Assertion when restarting after a crash with pruning #9001

issue tdaede openend this issue on October 24, 2016
  1. tdaede commented at 0:17 am on October 24, 2016: none
    1. Run bitcoind on testnet with prune=1000
    2. Kill or crash bitcoind while it is syncing (such as running out of memory on a VPS)
    3. Start bitcoind again

    Expected behaviour

    Bitcoind starts again, potentially resyncing from scratch.

    Actual behaviour

    0bitcoind: chain.cpp:96: CBlockIndex* CBlockIndex::GetAncestor(int): Assertion `pindexWalk->pprev' failed.
    

    What version of bitcoin-core are you using?

    0.13.1rc2 binaries

  2. fanquake commented at 1:05 am on October 24, 2016: member
    What operating system are you using? How much memory/disk space is available?
  3. unsystemizer commented at 5:30 am on October 24, 2016: contributor

    Such as running out of memory on a VPS

    If that’s the case your filesystem may be corrupt, and of course data on it as well. You should check it with fsck and make sure it’s sound before bitcoind is suspected.

  4. jonasschnelli added the label Data corruption on Oct 24, 2016
  5. jonasschnelli commented at 6:11 am on October 24, 2016: contributor

    A sudden shutdown (crash/kill) of bitcoind may lead to database corruption (which results in a re-sync from the scratch). I observed these types of corruptions often on VPS. Features like #8037 could be a relief in such cases…

    IMO applications with heavy database-interaction like bitcoind (UTXO set interaction) tend to loose integrity in force shutdown (crash/kill) situations.

  6. tdaede commented at 6:41 am on October 24, 2016: none

    @fanquake, this is Fedora 24 with 1GB of RAM. That said, this is 100% reproducible for me with the given settings. It shouldn’t depend on available RAM. @unsystemizer, the error is repeatable, and I don’t think there is any situation where an OOM would lead to FS corruption.

    Note here that the issue isn’t the database corruption, or the requirement that the re-sync happen - that’s fine. The issue is that bitcoind hits an assert and exits immediately, rather than automatically starting a re-sync from scratch.
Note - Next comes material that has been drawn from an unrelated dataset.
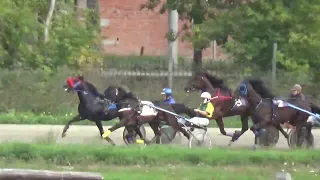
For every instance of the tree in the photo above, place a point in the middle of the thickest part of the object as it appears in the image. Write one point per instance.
(22, 41)
(254, 27)
(196, 11)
  7. jonasschnelli commented at 6:55 am on October 24, 2016: contributor
    @tdaede: the assertion you hit is very likely caused by a database corruption (block index).
  8. unsystemizer commented at 7:02 am on October 24, 2016: contributor

    @tdaede - when you say it’s repeatable, if you just restart bitcoind without fixing anything, I believe it’s repeatable. It could also be repeatable if you shutdown the system while bitcoind is running and corrupt data the same or similar way. It doesn’t mean it’s a problem with Bitcoin Core. As I said you need to prove with fsck that the filesystem is sound. Even then it may be a problem with LevelDB or something that would have to be dealt with upstream.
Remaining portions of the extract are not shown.